Le directeur exécutif de l'EFSA Bernhard Url – l'auteur de l'inoubliable « Âge Facebook de la science » envoyé à l'adresse des militants du CIRC en réponse à leur tentative de saborder le processus européen de renouvellement de l'autorisation du glyphosate – a publié une tribune dans Nature – la « prestigieuse revue Nature » comme il est coutume de dire. Elle s'intituel : « Don’t attack science agencies for political gain » (n’attaquez pas les agences scientifiques dans un but politique – traduction sur le blog de M. Marcel Kuntz). En bref, l'érosion de la confiance dans les agences de régulation n'améliorera pas la responsabilité démocratique. M. Url ecrit :
« Pourquoi une telle frénésie? Les agences qui estiment que les produits réglementés présentent un faible risque sont souvent accusées d'être sous l’influence indue de l'industrie. Nous, à l'EFSA, pensons que certains militants ne sont pas disposés à accepter les preuves que certaines substances réglementées sont sûres, et vantent de faibles études scientifiques alléguant le contraire. Les mêmes groupes ont applaudi l'EFSA pour des examens sur d'autres pesticides, tels que les néonicotinoïdes, jugés dangereux.
Il nous semble que certains militants contestent les évaluations scientifiques de la sécurité alimentaire dans un but politique.
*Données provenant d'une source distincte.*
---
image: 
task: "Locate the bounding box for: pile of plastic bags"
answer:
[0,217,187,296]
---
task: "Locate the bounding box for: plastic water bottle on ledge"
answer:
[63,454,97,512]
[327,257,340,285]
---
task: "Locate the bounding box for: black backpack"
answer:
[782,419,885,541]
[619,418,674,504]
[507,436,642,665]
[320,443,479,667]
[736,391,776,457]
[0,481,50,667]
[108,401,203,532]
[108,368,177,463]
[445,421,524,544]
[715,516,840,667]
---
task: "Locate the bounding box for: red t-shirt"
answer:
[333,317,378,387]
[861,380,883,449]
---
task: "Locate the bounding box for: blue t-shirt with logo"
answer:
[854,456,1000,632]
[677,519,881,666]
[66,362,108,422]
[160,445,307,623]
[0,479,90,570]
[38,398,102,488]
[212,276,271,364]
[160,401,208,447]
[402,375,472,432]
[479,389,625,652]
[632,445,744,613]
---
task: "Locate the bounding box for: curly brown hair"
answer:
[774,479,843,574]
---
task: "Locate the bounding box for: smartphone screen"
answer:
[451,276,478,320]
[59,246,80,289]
Leurs arguments méritent d'être exposés - mais ils sont du ressort des décideurs politiques. »
Sauf qu'il y a des militants qui sont des décideurs politiques... en particulier des parlementaires européens à la recherche d'une stature politique.
Répétons : l'année 2018 est l'année de tous les dangers pour notre société...
En réponse à Stop Glyphosate – une Initiative Citoyenne Européenne (dont nous avons estimé qu'elle était illégale), la Commission Européenne a annoncé une proposition législative pour le printemps 2018 visant à « améliorer la transparence, la qualité et l'indépendance des évaluations scientifiques de substances, telle que l'accès du public aux données brutes », ainsi que des « futures modifications de la législation visant à renforcer la gouvernance de la conduite des études pertinentes, ce qui pourrait inclure par exemple la participation des autorités publiques dans le processus de décision des études à mener pour un cas spécifique. »
Oh, juste un élément du programme du candidat isochronomaniaque (dans le chapitre environnement et transition écologique) :
« Nous fixons le cap de protéger les Français de leur exposition aux perturbateurs endocriniens, autres que les pesticides.
Nous interviendrons avec fermeté au niveau européen pour revoir totalement les méthodes d’évaluation des produits. »
« Bien que le débat et la discussion soient les bienvenus, nous devrions veiller à ce que les procédures réglementaires de l'UE ne soient pas injustement attaquées et à ce qu'une attention suffisante soit accordée aux preuves scientifiques et à la recherche dans ce domaine. »
C'est de Mme Mairead McGuinness (Irlande, PPE), première vice-présidente du Parlement. On ne peut qu'approuver, mais ces sages paroles seront-elle entendue ?
Il y a déjà l'« Âge Facebook de la science ». Allons-nous aussi vers un « Âge Facebook de la décision politique » ? Une évaluation « scientifique » suivie d'une décision « politique » fondées toutes deux sur le nombre de décibels émis par les uns et les autres ?
Nous ne sommes pas à l'abri d'une bonne surprise... mais nous ne retenons pas notre respiration.